Well just made my first gypsy tab slingshot, haven't shot it yet but it looks promising, a little birch fork I picked up yesterday. Wrapped with synthetic sinew, dental floss, glued and then covered over with vinyl tape.


----------



## Dayhiker (Mar 13, 2010)

That's a sassy lookin' little filly, Harp.


----------



## harpersgrace (Jan 28, 2010)

it fits the hand quite nicely, think I'll put 2040 tubes on it.


----------



## slingshot 0703 (Mar 25, 2010)

nice


----------



## philly (Jun 13, 2010)

Good one Harp, you are going to like those tabs I bet.
Philly


----------



## mckee (Oct 28, 2010)

good looking fork!


----------



## harpersgrace (Jan 28, 2010)

Thanks got it rigged up, seems to shoot fine.
http://s40.photobucket.com/albums/e202/illmade2/?action=view&current=SU1HMDE4ODguanBn-2.jpg


----------



## BaneofSmallGame (Sep 22, 2010)

Harp?? Changing his ways?!

Yeah man! That's what I like to see, we all need a little change up here and there, and this is 2 from you in a week (Rufus forks...)....is this a sign of the Apocalypse?
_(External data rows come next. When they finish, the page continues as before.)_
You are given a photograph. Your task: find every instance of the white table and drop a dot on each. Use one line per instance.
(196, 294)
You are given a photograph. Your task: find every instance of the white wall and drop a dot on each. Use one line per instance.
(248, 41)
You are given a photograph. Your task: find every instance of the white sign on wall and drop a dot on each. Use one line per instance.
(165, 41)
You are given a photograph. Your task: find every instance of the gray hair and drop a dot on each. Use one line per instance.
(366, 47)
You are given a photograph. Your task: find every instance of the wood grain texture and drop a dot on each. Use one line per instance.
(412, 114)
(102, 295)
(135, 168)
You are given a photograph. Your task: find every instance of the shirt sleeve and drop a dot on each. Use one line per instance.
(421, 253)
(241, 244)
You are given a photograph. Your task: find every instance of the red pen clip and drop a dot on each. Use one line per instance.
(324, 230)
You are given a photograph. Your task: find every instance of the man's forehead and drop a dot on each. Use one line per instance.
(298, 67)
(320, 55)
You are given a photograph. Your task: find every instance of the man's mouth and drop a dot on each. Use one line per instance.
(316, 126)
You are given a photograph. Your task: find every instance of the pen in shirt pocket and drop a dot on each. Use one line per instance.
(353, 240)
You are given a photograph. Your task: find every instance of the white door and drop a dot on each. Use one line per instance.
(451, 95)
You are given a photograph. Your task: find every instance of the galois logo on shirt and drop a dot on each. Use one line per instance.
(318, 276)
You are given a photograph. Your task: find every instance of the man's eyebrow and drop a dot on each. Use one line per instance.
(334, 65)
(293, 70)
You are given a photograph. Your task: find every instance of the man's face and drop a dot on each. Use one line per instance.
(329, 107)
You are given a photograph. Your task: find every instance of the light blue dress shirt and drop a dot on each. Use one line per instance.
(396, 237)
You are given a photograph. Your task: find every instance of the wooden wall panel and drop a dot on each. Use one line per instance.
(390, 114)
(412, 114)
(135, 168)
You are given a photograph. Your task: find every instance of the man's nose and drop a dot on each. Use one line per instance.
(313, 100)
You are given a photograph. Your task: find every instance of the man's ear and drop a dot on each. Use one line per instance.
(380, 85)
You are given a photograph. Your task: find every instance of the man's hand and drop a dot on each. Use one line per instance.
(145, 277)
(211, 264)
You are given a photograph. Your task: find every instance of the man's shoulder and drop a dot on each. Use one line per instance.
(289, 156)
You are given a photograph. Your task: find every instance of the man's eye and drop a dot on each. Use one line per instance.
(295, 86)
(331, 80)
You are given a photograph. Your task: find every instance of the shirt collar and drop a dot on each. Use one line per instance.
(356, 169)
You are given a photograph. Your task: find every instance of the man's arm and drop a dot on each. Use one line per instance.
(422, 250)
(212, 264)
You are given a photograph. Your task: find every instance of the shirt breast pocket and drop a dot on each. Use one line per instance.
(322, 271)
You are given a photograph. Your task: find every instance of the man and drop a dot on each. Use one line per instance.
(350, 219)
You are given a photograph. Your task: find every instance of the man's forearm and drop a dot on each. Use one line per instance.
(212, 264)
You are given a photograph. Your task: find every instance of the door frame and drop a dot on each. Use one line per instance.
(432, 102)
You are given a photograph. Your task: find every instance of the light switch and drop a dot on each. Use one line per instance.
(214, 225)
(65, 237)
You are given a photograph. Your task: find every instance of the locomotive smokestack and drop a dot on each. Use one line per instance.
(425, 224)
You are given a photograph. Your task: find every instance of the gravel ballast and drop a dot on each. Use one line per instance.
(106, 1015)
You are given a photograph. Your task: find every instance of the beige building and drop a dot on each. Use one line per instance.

Alright, kidding aside that is yet another very nice natural from you, I am just slightly partial to this because of the tabs, but then again those Rufus forks are fantastic too! Good going, isn't the weather nice outside of the box?









Cheers - John


----------



## smitty (Dec 17, 2009)

Nice one Harp !


----------



## harpersgrace (Jan 28, 2010)

BSG
Oh I still like my box, it's warm and cozy in there and I have two forks that will be back to my style......I can see myself doing more Hussey style forks than gypsy rigs. i like them, but I like them when other people make them more...







but the Hussey stlye seems to call to me. I do want to do one of DH's paratabs though.


----------



## jmplsnt (Jan 1, 2010)

Nice one HG. We all have to shake things up a little now and then and we'd never find things we really like unless we try something. I'll also say there is something just good and right about finding the one thing that works well for you and sticking with it as you have done with your shoot-throughs.

Glad you tried it and looks good from here mate.


----------



## Dan the Slingshot Man (Nov 21, 2010)

very nice shooter, I really like your finish. It's nice and shiny


----------



## JohnRio (Oct 8, 2011)

What glue did you use for your gypsy tabs? Epoxy resin / araldite? or superglue? or woodglue?


----------